| From: Diana
De Lorenzi - Cospe (Firenze - Italia) |
| Received: 02.07.2000 |
| |
The
school system should offer to minority ethnic pupils equal opportunities
and to all pupils the ability to grow in a multicultural society and
handle diversity in a positive way. This means that the question is not
just a linguistic one. The whole organisational structure of the school
has to be altered. In other words, the real problem is not the integration
of the new pupil. The real problem is how to change the school that is
going to welcome them and to turn it into a place where young people learn
to “live” diversity as a value. That is a cultural problem.
|
| From: Anja
Rutgers Van Der Loeff - Amsterdam |
| Received: 02.07.2000 |
Tenemos esperienzia con cursi intensivi....

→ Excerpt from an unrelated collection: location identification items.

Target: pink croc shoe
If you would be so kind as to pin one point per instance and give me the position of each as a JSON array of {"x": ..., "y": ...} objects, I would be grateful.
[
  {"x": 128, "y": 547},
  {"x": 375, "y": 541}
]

We have experience with intensive courses for 10 years now. Parents and
children are happy and children learn te understand, speak, read and write
Dutch in 10 months. In Amsterdam, we have 34 newcomer classes for children
aged 6-12. They stay in the classes for one year= 10 months. We could tell
more....
|
| From: Mauro
Sbordoni - Cospe (Firenze - Italy) |
| Received: 11.06.2000 |
|
- Welcome classes?
No thanks. I agree of most of what has been said by the others. Anyway
we can’t deny that the integration of these new pupils is often
problematic. There is a problem connected to the way of integration,
the timing and the availability of additional support. Then there are
some variables to take into consideration. Where do the newcomers come
from? At what time of the year? In which school or in which classes
will they be integrated? Are there kids from the same ethnic origin
present in the class and can they play a positive role in the
integration of the newcomer or will this role be negative (like
sometimes happens with Rom). And the mainstream
- classroom
teachers, are they experienced, professionally prepared and motivated
for this task?
- I
believe that new comers should be integrated immediately in their
definitive class, but at the same time I believe that this should
happen gradually. Both for what regards the permanence at school and
within the classroom. The school should thus prepare itself to handle
also other dimensions of work/relationships/observation and develop
new professional skills in this direction.
- Once established
certain principles, the integration process has to be decided for each
singular case. Each immigrant is different, and different are the
problems that will arise. But the school that wants to welcome them
has to be able to find new solutions to different problems. We are
just at the beginning...
|
| From: Lucia
Maddii - Italy |
| Received: 09.04.2000 |
- This issue is
very dear to me. Much has already been said by Maria and Sabrina.
Anyway, I have experience with parallel classes for newcomers. Most
teachers were happy to have the difficult kids out of the class for 4
hours a day in the language lab. Some of them even would have given a
fortune for not having them back at all. The results have been
disastrous. Most of the kids have made friends with their peers from
the same country of origin and are hardly motivated to learn Italian.
Whenever they are in the mainstream class they seem aliens.
- A good solution seems to
me special classes where newcomers stay for a very limited period.
Just the time to make them feel at ease in the new situation, to get
them used to the school life and rhythm. This can be achieved in a
couple of weeks. During the first year additional language support can
be limited to 2 hours a day.
|
| From: Sabrina
Ardizzoni - Italy |
| Received: 02.04.2000 |
- Anyway a child
after two or three months of intensive second language learning won’t
be able to participate to situations of frontal teaching in the
mainstream classroom. In the meantime he/she is isolated from the
classroom, he/she is deprivated of the desire to communicate, he/she
has a delay in coming to know school
life and the group dynamics within the classroom of final destination.
- Most scholars and
teachers agree that the language the child picks up in the first year
of permanence is the language of his classmates. It is good practice
integrating the child smoothly, explaining to him/her the “rules of
the school” and presenting him/her right from the start to the new
classmates. He/she should be given the opportunity to have second
language learning support for at least 8 hours a week, but in the mean
time he/she should participate in those subjects where the language is
less important like music, arts, geography, sciences, gymnastics, etc.
|
| From: Maria
Omodeo - Cospe - Firenze Italy |
| Received: 15.03.2000 |
These
classes have been tried out in many places. From a linguistic point of
view their results might seem satisfying. Yet many new pupils, not having
the possibility to share school life with autochthonous peers, feel
excluded and isolate themselves more and more. New comers seem to learn
the new languages in a more active and vivid way having the possibility to
communicate with their new friends. The solution might be integrating the
children right from their arival in the mainstream classes, but offering
them the opportunity to have at least two times a week a one or two hour
language support session with a specialised remedial teacher.